Mode : le style des badauds de Marseille

Qu’est-ce qui fait les spécificités vestimentaires d’une ville ? Sillonnant les rues marseillaises de la Plaine aux Terrasses du port, «Libé» est parti en quête de looks estivaux.
Willow, Kaïya, Gabin et Léonore sont «des enfants de la Plaine». (Yohanne Lamoulère/Tendance Floue pour Libération)
par Marie Ottavi et photo Yohanne Lamoulère
publié le 12 juillet 2023 à 10h11

Puisque ces dernières années, Jul et sa marque D’or et de platine (du même nom que son label) ont trusté le look des jeunes des quartiers marseillais, et que Jacquemus est devenu le créateur phare de la ville, il était de notre devoir de vérifier où en était la mode de la rue de la deuxième ville de France, désormais squattée par les Parisiens et les touristes étrangers.

Marseille, terre de soleil et de mistral, a toujours pris des libertés avec les tendances, et c’est bien pour ça que la ville a une place à part dans notre cœur. Moins bourgeoise que Lyon ou Bordeaux, plus cagole que Cannes ou Paris, bien plus drôle et grande gueule que la plupart des autres territoires de l’Hexagone – «Mon style madame ? Le bracelet électronique !» nous a lancé un minot en guise de vanne –, Marseille est le territoire des mélanges, parfois improbables, mais qu’on estime salvateurs à Libération.
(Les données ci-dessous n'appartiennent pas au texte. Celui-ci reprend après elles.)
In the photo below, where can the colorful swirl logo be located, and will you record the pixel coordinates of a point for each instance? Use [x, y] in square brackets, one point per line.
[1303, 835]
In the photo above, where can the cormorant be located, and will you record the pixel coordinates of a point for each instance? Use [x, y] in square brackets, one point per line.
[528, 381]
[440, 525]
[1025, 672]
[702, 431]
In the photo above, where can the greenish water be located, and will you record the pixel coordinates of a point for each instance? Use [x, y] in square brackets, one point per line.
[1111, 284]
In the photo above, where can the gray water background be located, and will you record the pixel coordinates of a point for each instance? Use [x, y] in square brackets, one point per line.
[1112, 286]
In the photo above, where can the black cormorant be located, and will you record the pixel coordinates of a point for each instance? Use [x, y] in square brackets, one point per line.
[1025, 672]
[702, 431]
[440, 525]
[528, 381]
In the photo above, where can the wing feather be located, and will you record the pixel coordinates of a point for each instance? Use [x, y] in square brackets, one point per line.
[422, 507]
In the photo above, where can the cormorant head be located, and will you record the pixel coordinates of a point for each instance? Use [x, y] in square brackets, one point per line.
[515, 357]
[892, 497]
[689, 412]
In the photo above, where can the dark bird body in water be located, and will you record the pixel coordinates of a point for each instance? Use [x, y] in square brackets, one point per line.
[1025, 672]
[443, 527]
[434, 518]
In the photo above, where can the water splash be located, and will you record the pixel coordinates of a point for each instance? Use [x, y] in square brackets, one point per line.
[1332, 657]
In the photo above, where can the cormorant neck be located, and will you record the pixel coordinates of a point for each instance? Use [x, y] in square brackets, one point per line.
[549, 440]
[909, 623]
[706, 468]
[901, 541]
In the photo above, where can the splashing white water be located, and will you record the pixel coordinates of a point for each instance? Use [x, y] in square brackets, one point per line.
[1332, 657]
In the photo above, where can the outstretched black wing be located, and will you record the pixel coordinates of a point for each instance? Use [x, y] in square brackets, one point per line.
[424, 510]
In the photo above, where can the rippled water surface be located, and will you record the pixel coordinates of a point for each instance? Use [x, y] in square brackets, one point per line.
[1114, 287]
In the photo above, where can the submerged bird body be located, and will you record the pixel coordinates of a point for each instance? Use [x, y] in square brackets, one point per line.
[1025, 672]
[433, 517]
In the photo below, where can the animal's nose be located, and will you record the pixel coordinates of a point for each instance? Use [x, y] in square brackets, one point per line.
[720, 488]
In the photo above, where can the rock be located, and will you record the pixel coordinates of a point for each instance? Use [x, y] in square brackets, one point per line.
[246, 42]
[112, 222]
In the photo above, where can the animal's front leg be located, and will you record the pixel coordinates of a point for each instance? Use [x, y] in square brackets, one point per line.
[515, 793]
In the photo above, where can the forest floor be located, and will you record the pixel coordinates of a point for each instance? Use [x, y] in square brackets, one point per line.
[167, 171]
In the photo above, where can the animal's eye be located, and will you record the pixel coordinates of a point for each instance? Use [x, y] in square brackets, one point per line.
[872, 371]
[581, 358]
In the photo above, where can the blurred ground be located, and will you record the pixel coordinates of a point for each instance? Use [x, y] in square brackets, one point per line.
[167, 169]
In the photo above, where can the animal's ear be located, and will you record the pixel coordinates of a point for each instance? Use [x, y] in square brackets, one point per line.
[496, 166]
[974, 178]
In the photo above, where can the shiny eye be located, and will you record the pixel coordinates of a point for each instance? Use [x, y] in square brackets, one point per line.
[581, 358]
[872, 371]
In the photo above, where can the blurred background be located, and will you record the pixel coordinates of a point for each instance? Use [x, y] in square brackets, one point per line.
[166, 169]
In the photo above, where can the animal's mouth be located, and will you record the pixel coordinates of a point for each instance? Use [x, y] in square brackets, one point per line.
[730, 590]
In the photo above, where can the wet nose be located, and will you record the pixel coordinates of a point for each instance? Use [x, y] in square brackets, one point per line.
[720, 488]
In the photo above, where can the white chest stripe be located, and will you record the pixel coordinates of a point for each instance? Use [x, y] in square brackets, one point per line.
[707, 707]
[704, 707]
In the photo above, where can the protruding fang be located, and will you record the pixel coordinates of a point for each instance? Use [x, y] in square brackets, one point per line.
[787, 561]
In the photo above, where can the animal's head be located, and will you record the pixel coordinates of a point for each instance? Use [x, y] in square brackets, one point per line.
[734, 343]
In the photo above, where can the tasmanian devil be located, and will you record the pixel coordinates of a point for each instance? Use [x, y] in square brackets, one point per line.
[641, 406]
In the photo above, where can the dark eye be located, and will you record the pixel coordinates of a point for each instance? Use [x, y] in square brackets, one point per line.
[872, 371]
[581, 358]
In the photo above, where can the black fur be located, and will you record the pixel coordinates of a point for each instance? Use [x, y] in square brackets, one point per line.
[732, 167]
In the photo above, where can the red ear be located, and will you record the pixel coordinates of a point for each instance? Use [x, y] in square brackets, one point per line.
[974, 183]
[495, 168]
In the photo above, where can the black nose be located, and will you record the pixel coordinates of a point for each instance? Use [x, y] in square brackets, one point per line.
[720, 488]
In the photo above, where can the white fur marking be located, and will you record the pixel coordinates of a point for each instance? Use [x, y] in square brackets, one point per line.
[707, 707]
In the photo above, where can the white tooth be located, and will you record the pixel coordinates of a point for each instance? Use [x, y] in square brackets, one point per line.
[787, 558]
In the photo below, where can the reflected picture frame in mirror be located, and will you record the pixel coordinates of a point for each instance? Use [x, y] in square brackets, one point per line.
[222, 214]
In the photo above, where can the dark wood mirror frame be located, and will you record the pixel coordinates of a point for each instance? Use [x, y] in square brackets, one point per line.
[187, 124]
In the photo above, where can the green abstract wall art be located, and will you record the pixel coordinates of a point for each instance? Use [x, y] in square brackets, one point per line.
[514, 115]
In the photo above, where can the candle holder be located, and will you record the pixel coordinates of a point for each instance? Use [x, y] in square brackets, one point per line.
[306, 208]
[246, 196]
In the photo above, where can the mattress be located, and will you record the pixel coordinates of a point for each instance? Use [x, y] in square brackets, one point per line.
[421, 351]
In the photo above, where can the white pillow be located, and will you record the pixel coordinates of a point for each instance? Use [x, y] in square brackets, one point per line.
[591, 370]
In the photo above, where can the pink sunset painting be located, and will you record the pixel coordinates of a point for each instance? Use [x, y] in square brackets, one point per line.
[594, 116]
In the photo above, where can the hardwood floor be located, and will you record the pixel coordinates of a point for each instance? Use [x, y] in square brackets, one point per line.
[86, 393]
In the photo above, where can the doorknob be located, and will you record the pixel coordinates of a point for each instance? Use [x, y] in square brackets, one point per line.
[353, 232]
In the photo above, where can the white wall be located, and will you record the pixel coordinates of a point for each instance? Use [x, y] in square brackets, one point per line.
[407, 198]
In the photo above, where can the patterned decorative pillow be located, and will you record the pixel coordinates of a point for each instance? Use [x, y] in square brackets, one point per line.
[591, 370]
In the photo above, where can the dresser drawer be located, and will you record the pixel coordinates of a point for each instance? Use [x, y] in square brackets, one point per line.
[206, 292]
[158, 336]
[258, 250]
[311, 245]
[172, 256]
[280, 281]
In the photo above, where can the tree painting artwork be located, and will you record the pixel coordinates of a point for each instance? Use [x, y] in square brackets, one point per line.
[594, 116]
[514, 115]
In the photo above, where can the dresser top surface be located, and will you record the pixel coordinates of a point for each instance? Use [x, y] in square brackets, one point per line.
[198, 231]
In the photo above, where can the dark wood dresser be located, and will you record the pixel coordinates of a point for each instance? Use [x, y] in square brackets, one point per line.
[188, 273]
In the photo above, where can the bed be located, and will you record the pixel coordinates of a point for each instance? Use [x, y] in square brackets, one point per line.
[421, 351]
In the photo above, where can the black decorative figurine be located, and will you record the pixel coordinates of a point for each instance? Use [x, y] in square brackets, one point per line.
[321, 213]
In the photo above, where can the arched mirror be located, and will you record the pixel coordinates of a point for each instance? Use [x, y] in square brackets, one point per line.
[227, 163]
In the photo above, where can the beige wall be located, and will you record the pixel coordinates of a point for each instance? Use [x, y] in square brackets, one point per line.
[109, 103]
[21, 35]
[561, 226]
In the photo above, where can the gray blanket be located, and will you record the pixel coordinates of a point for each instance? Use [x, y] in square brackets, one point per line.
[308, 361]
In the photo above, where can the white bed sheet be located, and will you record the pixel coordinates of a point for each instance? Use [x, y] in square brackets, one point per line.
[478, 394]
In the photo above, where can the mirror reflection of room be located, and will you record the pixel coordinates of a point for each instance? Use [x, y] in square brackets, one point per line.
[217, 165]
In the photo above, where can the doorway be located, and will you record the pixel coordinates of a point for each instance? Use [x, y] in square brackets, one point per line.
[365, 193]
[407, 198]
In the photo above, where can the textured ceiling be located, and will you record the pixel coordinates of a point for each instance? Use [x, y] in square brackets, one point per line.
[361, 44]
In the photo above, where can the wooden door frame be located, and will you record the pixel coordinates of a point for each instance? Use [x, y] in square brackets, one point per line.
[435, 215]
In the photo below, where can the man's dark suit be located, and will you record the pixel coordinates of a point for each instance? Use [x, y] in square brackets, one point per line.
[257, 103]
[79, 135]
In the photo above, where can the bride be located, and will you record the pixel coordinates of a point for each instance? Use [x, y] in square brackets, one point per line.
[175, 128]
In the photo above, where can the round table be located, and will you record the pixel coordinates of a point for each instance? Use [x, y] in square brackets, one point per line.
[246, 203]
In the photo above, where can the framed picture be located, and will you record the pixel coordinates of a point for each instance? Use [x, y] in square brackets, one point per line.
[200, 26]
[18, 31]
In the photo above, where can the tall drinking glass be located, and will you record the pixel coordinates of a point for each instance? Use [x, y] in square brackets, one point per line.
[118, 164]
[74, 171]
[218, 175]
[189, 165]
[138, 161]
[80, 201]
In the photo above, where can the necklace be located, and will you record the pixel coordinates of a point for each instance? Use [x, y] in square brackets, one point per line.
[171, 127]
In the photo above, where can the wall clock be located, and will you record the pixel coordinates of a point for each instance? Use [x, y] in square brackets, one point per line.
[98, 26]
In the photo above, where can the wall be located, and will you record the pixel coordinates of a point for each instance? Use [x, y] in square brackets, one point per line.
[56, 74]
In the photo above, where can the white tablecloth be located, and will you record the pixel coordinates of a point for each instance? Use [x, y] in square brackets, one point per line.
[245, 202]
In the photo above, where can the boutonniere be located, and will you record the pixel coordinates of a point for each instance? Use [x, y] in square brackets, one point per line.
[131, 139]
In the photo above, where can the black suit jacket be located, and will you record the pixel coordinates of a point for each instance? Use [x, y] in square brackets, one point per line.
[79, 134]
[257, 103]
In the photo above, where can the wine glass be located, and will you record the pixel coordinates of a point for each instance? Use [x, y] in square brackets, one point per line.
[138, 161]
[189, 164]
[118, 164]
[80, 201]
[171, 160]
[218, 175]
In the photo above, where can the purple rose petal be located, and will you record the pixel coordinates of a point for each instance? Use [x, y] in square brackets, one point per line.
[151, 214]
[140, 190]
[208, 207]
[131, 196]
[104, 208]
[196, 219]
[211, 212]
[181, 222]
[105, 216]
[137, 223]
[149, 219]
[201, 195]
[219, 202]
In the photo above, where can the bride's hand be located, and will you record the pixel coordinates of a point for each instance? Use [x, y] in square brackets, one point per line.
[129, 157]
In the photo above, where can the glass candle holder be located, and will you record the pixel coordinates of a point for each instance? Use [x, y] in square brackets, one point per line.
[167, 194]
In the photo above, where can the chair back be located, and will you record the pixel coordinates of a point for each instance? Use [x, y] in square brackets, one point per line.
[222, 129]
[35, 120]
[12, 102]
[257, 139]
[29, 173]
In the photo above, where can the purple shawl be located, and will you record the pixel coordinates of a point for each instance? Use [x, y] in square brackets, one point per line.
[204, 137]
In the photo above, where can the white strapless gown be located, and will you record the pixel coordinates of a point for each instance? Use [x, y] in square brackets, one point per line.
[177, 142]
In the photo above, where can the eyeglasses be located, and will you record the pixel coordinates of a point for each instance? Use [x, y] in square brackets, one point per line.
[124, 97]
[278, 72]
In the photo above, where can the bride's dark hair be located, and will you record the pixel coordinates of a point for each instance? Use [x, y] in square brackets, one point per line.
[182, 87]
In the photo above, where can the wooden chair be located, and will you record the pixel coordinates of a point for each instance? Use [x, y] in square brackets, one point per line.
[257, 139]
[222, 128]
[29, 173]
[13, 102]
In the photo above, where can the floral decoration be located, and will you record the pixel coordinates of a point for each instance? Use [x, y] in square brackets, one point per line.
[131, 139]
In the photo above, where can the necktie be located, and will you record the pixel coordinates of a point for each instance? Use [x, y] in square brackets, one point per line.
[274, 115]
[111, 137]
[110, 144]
Incursion dans les rues de la ville, de la plage des Catalans, repère des familles et de la jeunesse populaire, à la longue dalle de la Plaine où l’on se retrouve pour boire un verre, en passant par les allées des Terrasses du port, l’un des centres commerciaux de la cité, sorti de terre face à la mer il y a neuf ans, et particulièrement prisé des adolescents, venus parfois de loin pour y faire du shopping autant que flâner. Un pop-up D’or et de platine y a attiré des centaines de minots chaque jour au mois de juin. Ce qui prouve à quel point le succès du rappeur en claquettes chaussettes ne se dément pas.

Clara, 28 ans, rappeuse

Aux abords de la plage des Catalans, l’un des spots les plus emblématiques de la ville, en contrebas du très chic Cercle des nageurs, une équipe à vélo de la police municipale demande à trois jeunes de se rhabiller car le port du slip ne lui semble pas convenable. Ils s’exécutent sans broncher. Une tenue correcte est exigée à quelques mètres des vagues, ce qui nous fait dire que Marseille la rebelle a bien changé. Clara, 28 ans, a choisi un look monochrome à la couleur de l’été : le parme. La rappeuse dit aimer «les vêtements masculins» et n’a pas mis «de jupe depuis [s]es 8 ans». «J’aime être assortie, mon maillot est aussi de la même couleur. J’ai un style un peu américain. Comparé à Paris, le style des Marseillais est pas ouf : c’est street, mais pas assez recherché. On met beaucoup de couleurs. C’est le temps qui permet ça. Dans le centre-ville, tous les garçons sont en TN [baskets Nike, ndlr], ou avec des Asics. En ce moment, il y a beaucoup de bobs, de lunettes de ski Oakley. Jul ? C’est les touristes et les enfants qui portent ça», dit-elle en se marrant.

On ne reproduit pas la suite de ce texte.